Let me finish with two questions I always ask. What’s your favourite movie of all time and please state why.
At this moment I will still say Vanilla Sky, but my viewing of Her a while back really blew a hole in that top slot and I guess with a second viewing that could really dislodge Crowe’s masterpiece. Some days it’s hard to move the top three (soon to be top four) – Vanilla Sky, The Warriors and Planes, Trains and Automobiles.

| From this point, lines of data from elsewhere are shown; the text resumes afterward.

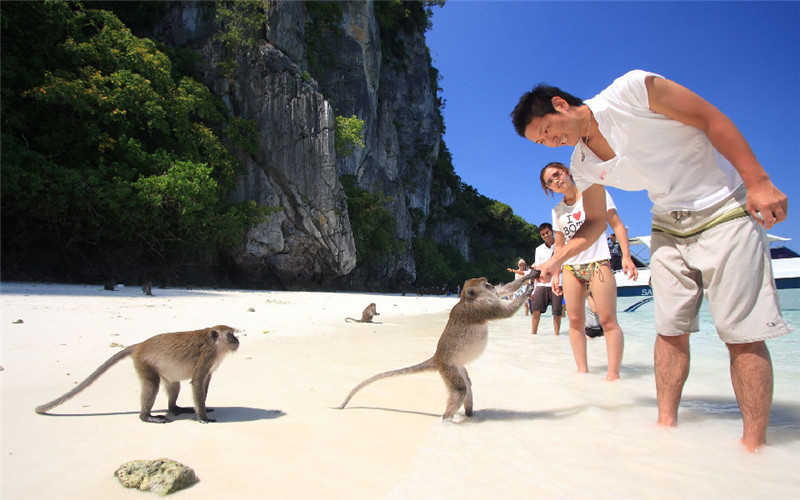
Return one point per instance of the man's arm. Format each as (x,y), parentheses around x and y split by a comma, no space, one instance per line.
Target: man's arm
(681,104)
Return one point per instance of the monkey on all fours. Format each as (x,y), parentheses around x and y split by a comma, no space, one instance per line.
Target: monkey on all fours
(366,317)
(464,338)
(170,357)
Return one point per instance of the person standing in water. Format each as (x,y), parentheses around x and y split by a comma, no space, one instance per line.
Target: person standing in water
(587,271)
(712,203)
(545,294)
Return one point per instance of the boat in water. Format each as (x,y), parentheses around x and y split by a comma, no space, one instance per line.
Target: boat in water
(633,295)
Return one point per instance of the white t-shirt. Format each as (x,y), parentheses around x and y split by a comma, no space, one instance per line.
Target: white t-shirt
(568,219)
(542,255)
(675,163)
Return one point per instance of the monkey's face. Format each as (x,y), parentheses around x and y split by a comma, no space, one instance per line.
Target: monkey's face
(224,337)
(477,287)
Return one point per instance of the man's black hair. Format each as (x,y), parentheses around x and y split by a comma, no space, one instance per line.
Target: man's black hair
(537,103)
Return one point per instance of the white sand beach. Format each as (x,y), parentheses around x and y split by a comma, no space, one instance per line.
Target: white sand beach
(539,430)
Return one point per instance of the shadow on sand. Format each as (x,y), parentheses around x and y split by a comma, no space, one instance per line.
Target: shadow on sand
(222,415)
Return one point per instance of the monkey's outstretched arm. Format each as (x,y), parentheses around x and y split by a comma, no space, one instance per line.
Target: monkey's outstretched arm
(509,288)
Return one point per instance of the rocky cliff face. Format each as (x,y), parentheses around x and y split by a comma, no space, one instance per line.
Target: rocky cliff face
(309,243)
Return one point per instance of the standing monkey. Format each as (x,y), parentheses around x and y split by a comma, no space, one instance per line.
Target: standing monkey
(464,338)
(170,357)
(366,317)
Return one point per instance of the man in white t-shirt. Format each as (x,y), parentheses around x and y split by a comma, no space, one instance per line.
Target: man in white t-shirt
(543,294)
(712,202)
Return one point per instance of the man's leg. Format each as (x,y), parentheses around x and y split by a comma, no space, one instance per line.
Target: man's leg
(535,317)
(751,375)
(672,369)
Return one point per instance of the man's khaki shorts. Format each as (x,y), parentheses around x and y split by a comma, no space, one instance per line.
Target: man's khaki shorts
(721,252)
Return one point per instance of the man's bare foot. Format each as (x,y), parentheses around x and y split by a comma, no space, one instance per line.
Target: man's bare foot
(750,447)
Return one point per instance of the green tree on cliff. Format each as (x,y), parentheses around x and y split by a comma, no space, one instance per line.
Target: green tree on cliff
(101,144)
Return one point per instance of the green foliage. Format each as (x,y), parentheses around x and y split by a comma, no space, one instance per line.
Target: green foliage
(497,237)
(374,227)
(349,135)
(102,145)
(240,21)
(398,17)
(322,23)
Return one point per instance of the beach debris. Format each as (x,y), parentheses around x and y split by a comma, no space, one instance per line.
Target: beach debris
(162,476)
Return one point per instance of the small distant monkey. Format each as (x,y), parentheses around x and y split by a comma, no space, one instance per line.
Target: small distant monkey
(170,357)
(464,338)
(366,317)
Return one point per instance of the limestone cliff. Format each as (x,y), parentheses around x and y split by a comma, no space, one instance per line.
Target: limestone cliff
(309,242)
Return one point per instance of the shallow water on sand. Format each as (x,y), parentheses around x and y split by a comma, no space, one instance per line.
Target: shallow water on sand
(540,427)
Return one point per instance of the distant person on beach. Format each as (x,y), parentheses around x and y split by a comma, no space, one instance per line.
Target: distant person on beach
(616,253)
(519,273)
(587,271)
(544,294)
(712,202)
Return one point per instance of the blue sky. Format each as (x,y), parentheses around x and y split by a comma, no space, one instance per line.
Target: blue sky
(743,57)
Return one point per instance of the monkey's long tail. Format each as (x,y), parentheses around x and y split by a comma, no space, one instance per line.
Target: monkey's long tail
(421,367)
(41,409)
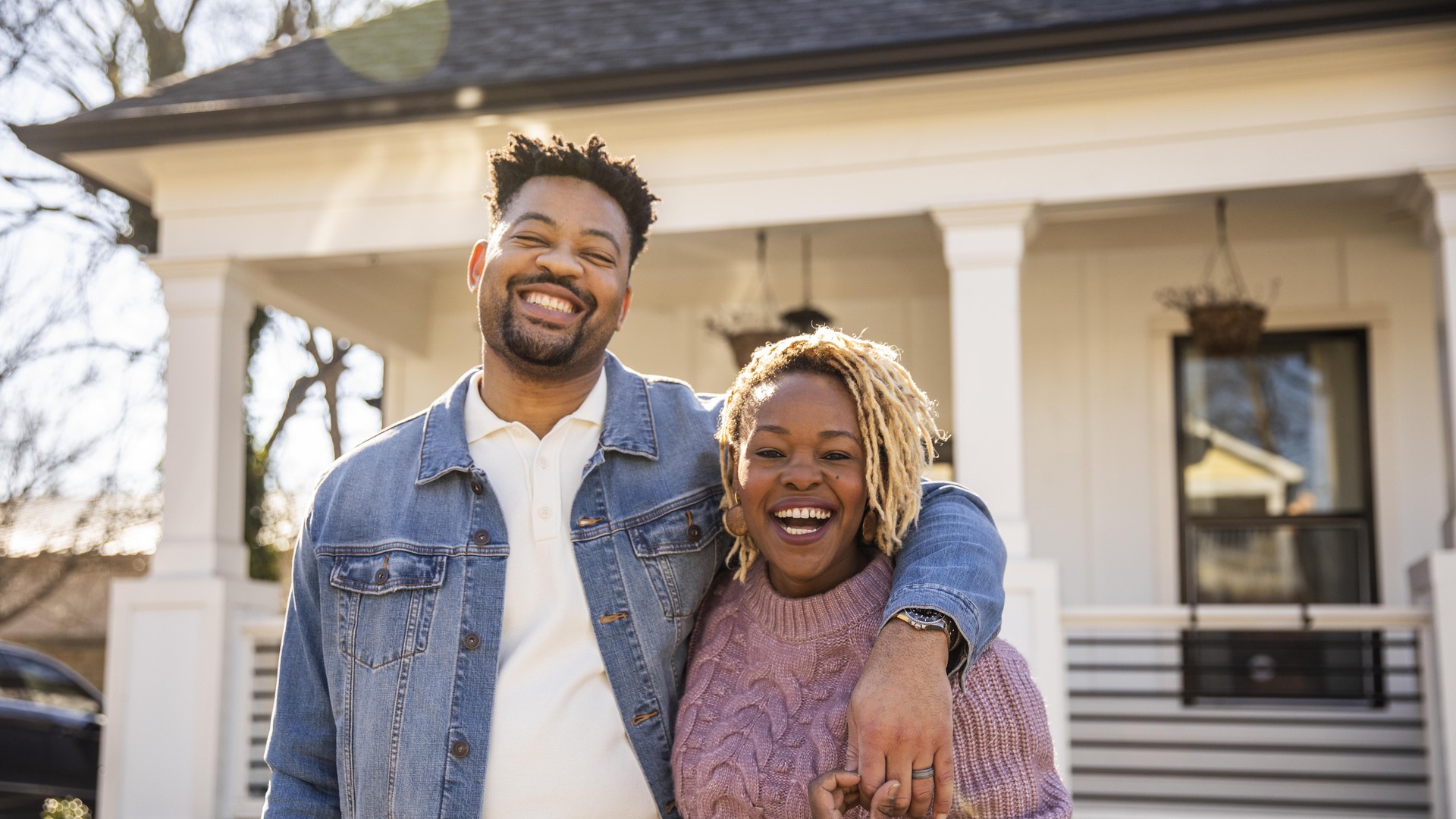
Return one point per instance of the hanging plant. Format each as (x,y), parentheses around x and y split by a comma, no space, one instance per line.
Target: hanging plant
(1223,319)
(748,328)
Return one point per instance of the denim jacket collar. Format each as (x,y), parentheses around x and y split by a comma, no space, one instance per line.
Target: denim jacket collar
(628,426)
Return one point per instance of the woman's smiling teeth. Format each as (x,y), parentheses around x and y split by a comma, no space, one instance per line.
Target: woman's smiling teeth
(551,302)
(804,519)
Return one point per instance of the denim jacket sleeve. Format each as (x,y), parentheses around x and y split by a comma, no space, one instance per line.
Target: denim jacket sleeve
(302,742)
(952,561)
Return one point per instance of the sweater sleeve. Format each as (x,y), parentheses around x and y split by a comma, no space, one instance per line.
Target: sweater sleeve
(1003,754)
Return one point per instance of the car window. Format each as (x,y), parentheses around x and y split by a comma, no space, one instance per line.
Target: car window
(11,684)
(49,686)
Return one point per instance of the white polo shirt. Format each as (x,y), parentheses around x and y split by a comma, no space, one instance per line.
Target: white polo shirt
(558,746)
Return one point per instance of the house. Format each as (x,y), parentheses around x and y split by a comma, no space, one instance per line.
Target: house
(998,187)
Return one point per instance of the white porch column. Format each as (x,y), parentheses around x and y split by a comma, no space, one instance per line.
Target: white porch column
(983,248)
(1440,234)
(983,251)
(175,664)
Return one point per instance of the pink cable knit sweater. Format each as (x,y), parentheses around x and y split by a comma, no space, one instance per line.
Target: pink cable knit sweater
(767,691)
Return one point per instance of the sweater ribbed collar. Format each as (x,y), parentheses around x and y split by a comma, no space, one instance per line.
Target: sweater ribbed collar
(800,620)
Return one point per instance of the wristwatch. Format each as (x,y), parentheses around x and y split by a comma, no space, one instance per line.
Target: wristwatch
(928,620)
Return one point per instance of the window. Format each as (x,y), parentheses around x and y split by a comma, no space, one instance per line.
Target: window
(24,678)
(1276,507)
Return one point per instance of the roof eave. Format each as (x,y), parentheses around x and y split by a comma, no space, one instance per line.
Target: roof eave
(140,127)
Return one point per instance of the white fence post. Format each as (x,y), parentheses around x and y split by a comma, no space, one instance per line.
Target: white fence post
(1433,580)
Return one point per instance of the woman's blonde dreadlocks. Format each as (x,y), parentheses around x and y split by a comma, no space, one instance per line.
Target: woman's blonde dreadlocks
(896,423)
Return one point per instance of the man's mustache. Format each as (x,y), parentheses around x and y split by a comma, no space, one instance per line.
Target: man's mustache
(545,278)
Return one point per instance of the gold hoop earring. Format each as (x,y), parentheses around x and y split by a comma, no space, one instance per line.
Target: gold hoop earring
(736,521)
(870,528)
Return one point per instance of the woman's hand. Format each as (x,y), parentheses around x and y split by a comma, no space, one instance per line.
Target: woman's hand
(900,720)
(836,792)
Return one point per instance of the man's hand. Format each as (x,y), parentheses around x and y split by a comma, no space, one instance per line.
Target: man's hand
(900,719)
(832,795)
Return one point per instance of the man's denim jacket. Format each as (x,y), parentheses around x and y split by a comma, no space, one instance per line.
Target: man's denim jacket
(389,656)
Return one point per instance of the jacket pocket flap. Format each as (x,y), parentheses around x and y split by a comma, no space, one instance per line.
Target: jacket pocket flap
(685,528)
(388,572)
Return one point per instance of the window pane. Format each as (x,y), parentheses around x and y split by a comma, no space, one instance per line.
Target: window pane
(1279,431)
(11,684)
(1280,563)
(52,687)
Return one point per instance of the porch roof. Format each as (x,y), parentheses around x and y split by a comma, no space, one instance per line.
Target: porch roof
(498,55)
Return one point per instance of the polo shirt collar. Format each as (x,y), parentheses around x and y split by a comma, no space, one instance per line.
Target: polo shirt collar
(626,422)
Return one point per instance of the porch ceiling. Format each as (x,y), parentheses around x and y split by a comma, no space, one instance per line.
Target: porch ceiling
(849,260)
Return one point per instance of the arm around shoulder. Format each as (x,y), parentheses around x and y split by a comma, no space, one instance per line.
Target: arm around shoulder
(952,561)
(302,739)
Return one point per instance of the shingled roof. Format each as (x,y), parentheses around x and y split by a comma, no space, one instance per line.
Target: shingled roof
(450,57)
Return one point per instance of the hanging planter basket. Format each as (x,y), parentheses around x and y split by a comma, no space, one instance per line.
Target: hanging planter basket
(1231,328)
(753,328)
(1223,321)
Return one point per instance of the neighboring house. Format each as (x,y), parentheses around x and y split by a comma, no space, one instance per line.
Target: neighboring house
(999,188)
(57,560)
(71,623)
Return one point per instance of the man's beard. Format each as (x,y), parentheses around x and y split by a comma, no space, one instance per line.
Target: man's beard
(533,346)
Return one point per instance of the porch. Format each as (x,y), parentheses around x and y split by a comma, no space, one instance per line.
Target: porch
(1142,749)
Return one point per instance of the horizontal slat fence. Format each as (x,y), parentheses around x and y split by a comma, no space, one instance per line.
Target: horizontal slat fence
(1145,733)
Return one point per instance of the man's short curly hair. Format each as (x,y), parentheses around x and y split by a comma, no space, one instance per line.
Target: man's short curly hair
(525,158)
(896,423)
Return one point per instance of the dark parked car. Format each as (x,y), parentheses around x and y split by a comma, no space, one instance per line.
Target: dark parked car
(50,733)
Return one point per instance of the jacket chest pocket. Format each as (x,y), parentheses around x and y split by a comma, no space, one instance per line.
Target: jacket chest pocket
(386,602)
(676,548)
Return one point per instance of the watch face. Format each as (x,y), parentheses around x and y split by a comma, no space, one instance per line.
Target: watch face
(924,620)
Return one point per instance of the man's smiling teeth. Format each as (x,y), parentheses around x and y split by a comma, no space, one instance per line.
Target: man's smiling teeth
(802,513)
(551,302)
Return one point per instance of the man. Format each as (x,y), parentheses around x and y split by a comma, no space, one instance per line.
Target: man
(492,599)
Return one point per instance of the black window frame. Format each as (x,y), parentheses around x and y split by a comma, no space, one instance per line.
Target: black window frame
(1366,521)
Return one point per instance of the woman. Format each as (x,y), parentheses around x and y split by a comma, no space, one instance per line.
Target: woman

I just saw Vanilla Sky opening night and was left so confused by it. I then picked up a pirated copy some months later, really terrible quality, and that second viewing just secured it. I’ve never – until Her – been so emotionally involved and attached in any other film. Everything I feel about life and dream about was in that flick. It is so incredibly underrated and I think that in years to come it could finally start getting the recognition it deserves. 

With whom wouldn’t you mind to be alone with in an elevator for 8 hours and what would you do then? Don’t say your tapes!!!
What I wouldn’t have given to shoot the shit with John Candy for eight hours, but I’ll pick someone from the living… Shannyn Sossamon. You know when you see someone and just feel like you have to know everything about them as a person? That’s how I feel about her, especially after Rules of Attraction.